Fred Gjoka  

Senior Associate

Executive Summary

Fred Gjoka is an experienced corporate and commercial lawyer with a particular emphasis on sophisticated commercial real estate transactions. Fred’s practice encompasses commercial real estate acquisitions, dispositions, sale/leaseback/royalty arrangements, financing, re-financing (including single lender and syndicated acquisition, construction, term and take-out financing, as well as vendor-take-back arrangements), leases, subleases, ground leases, specific-use licences, multi-layered easements, as well as the setup of strategic land structures, such as purchase options, rights of first refusal and rights of first offer. Fred also has considerable experience on general corporate and commercial law matters, including mergers & acquisitions, procurement, sales, construction, transportation, licensing, employment, as well as equipment leasing & financing.
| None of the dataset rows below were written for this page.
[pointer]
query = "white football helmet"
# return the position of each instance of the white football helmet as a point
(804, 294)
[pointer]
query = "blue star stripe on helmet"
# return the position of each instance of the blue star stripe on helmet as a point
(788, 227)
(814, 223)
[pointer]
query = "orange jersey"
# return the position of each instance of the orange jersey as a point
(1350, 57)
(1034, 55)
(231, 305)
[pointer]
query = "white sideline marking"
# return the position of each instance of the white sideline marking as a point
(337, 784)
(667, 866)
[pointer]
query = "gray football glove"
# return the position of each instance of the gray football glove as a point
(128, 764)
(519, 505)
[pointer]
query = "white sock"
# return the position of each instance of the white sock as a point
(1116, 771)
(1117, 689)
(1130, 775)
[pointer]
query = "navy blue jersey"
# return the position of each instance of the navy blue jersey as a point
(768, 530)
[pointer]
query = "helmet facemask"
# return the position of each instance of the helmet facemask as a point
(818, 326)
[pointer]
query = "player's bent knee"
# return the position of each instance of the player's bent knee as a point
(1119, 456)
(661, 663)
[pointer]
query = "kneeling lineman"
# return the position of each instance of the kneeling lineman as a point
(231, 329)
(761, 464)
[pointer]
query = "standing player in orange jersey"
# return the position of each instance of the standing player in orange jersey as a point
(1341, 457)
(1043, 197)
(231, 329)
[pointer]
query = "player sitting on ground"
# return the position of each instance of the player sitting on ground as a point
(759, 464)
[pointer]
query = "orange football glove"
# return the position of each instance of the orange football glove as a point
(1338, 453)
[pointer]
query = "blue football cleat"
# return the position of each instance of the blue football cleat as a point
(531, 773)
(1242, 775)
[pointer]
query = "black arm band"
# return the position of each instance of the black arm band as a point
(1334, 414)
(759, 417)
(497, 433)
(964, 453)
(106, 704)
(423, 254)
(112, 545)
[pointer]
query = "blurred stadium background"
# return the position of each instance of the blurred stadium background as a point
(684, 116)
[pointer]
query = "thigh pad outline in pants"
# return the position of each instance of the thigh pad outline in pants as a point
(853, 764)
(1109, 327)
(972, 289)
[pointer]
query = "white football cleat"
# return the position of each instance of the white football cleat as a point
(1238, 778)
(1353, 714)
Prior to joining BLG, Fred summered, articled and practiced at a national law firm for over 5 years, and more recently worked as legal in-house counsel with a leading multinational corporation for nearly 3 years.

Fred obtained his JD from Western Law after completing his Bachelor of Arts at Queen's University. He was called to the Ontario Bar in 2010.

Representative Work

  • Act as counsel to a major domestic bank in a $120 million pari passu mortgage loan to a major Canadian REIT in connection with the refinancing of a shopping mall in Ottawa.
  • Act as counsel to a major U.S. bank in the purchase of a portfolio of performing commercial real estate mortgage loans valued at approximately $9 billion, comprising properties across Canada, U.S. and UK.
  • Act as counsel to major domestic bank in a $190 million commercial loan to a major REIT and a leading real estate private equity firm in their acquisition of two Class A office towers in Calgary.
  • Act as counsel to administrative agent in a $400 million syndicated credit facility to a leading Canadian property management and development company in the refinancing of a landmark office tower in Montréal.
  • Act as counsel to borrower in a $1.1 billion term loan from a lending syndicate, secured inter alia by a portfolio of industrial and office properties across Canada, in connection with the acquisition of a major electrical equipment distributor.
  • Act as counsel to a major domestic bank in respect of a $60 million credit facility to co-owners of certain lands in the GTA in connection with the development of a power centre.
  • Act as counsel to co-lenders in a $160 million credit facility to a partnership comprising a leading private equity firm, a major REIT and a pension fund subsidiary in the acquisition of a landmark hotel in the Toronto core.
  • Act as counsel to lender in a $110 million senior secured non-revolving term facility to a major national condominium developer in its construction of a multi-residential-unit project.
  • Act as counsel to a leading international manufacturer in the acquisition of the site for its Canadian headquarters, and the subsequent re-zoning, site plan approval and the construction of the office building in connection with same.
  • Act as counsel to an upscale home furnishing company in the exercise of the right of first refusal under its lease, the purchase of the leased premises, and the negotiation of the subsequent resale and leaseback of said premises.
  • Act as counsel to off-shore companies in their disposition of multiple office buildings in the Toronto core.
  • Act as counsel to a major international automaker in the lease of office space by its car-share subsidiary in Toronto, and in the lease of space for multiple dealerships across Ontario.
  • Act for a Canadian grain company in the disposition of its real estate and other business assets in south-western Ontario.
  • Act as counsel to a leading domestic grocery chain in its disposition, acquisition, leasing and subleasing of multiple properties across Ontario.